Chi conosce Monsieur Chouchanì?

Avete presente la comune concezione di maestro spirituale? Bello, elegante, con un sorriso zuccheroso sempre stampato sulla faccia, spargitore di concetti buonisti infarciti di parole amorevoli, umilmente alla ricerca di fama e notorietà, con il conto in banca proporzionale al non-attaccamento dei suoi devoti?

Bene, questo è proprio quel genere di immagine che ci fa rabbrividire molto di più del freddo intenso di questi giorni. La nostra unica consolazione è il pensiero che questi personaggi siano in realtà maestri illuminati che recitano (benissimo) questo ruolo per mettere alla prova il genere umano e fargli toccare con mano la sua follia.
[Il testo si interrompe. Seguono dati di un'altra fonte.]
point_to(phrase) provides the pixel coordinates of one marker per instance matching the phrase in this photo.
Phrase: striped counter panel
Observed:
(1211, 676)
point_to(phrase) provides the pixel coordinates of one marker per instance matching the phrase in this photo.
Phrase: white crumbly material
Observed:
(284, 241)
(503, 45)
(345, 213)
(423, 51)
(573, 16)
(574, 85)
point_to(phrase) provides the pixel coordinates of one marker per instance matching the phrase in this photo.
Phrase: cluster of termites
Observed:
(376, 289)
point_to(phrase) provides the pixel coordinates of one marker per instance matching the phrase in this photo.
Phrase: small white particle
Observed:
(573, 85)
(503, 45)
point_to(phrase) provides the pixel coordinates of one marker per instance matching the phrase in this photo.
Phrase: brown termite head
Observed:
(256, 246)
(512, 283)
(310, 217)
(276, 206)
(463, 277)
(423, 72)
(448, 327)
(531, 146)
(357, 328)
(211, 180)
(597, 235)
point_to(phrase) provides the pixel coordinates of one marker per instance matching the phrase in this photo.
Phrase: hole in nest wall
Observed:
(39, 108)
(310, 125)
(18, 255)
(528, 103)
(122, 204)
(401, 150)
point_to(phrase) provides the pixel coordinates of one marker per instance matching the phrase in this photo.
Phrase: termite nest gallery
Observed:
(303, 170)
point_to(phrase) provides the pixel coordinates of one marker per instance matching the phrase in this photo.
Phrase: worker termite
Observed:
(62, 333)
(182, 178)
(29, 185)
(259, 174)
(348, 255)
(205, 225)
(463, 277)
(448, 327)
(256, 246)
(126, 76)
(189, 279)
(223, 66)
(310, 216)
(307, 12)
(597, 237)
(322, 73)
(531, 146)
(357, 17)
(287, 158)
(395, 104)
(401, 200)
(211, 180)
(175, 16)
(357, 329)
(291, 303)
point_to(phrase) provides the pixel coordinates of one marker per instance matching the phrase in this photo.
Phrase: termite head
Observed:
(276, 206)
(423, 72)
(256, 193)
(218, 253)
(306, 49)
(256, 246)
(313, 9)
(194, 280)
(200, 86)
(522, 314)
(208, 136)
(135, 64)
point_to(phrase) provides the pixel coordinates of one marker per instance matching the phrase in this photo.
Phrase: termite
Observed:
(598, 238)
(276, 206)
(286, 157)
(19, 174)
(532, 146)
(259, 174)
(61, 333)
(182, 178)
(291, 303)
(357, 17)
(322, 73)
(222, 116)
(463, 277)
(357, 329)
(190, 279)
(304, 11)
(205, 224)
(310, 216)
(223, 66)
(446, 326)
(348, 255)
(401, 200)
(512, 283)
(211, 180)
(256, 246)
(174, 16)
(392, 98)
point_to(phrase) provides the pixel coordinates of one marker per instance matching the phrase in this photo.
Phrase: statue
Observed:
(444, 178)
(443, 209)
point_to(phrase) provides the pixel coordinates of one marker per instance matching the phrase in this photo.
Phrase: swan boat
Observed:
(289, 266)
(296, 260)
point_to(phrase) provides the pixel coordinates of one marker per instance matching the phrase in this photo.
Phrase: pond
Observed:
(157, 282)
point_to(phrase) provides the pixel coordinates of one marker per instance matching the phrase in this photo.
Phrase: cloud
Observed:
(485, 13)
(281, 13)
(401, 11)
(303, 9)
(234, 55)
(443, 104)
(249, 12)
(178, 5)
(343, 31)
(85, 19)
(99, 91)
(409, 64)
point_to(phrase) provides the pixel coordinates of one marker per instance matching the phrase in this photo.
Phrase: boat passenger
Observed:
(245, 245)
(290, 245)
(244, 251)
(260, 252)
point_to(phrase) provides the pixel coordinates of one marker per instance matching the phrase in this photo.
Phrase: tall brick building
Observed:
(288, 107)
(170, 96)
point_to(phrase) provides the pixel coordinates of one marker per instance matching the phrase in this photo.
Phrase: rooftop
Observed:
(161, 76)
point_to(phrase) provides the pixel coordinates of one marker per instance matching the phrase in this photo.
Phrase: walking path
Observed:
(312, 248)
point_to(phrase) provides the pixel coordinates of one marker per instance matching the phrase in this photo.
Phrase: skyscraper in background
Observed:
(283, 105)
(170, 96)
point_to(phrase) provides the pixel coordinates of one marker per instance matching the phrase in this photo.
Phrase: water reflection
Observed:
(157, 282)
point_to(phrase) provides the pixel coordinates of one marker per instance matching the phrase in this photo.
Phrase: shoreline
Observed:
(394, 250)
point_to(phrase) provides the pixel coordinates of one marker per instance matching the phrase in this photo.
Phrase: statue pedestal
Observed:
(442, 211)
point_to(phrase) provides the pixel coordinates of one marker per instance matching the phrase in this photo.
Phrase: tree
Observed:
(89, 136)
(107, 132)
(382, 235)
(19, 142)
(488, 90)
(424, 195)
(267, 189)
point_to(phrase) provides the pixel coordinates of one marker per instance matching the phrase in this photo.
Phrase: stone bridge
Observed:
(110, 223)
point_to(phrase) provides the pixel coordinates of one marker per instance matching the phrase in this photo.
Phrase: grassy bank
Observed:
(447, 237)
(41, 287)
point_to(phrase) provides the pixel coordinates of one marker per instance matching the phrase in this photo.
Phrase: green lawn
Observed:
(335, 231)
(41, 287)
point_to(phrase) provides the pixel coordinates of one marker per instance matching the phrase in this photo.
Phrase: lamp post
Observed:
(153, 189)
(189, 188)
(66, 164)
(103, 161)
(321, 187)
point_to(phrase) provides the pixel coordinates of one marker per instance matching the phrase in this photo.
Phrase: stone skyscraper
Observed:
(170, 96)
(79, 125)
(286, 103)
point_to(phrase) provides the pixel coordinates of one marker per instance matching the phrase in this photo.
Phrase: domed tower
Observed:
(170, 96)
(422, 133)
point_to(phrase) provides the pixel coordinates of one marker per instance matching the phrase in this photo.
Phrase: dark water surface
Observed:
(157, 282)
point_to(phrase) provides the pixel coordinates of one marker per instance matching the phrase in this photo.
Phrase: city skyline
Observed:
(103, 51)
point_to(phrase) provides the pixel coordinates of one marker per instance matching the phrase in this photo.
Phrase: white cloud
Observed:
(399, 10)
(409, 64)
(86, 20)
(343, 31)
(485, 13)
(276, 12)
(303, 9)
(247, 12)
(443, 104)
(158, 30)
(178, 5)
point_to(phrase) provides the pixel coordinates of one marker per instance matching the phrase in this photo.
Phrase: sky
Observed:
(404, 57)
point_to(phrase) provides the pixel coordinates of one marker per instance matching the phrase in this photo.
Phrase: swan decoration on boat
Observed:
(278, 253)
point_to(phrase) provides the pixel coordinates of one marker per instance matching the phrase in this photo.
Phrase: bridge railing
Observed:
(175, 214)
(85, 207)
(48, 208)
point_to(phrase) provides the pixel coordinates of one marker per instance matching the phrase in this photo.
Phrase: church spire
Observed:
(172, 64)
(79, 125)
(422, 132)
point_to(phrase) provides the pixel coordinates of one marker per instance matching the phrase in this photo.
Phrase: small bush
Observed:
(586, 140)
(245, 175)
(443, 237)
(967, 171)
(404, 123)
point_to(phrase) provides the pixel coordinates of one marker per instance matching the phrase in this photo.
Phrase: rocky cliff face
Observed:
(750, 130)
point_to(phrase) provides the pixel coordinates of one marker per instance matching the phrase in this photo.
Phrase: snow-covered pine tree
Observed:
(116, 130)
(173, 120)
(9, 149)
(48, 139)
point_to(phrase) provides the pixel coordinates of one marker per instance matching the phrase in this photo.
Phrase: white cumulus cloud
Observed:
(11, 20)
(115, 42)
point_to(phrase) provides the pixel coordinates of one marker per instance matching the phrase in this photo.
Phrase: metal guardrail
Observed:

Un insano pessimismo ci fa però dubitare di questa ipotesi…

Se proviamo però a spingerci un po’ oltre la nebbia della spiritualità annacquata cui siamo ormai assuefatti, possiamo intravedere delle luci abbaglianti che attraggono ma allo stesso tempo terrorizzano, perché destabilizzano le nostre confortanti idee di conoscere già la verità della vita o, al contrario, che tale verità sia un’illusione.

Ci sono esseri che lasciano impronte indelebili del loro passaggio su questa terra. E sembrerebbe che più queste impronte sono profonde, più l’identità di tali esseri rimane volutamente ignota e nascosta.

È questo il caso di colui che si faceva chiamare Monsieur Chouchanì (il vero nome non si saprà mai). Spuntato improvvisamente dal nulla nella Parigi del dopoguerra e sparito nel nulla nello stesso modo, è considerato da molti come uno dei più grandi enigmi irrisolti del XX secolo.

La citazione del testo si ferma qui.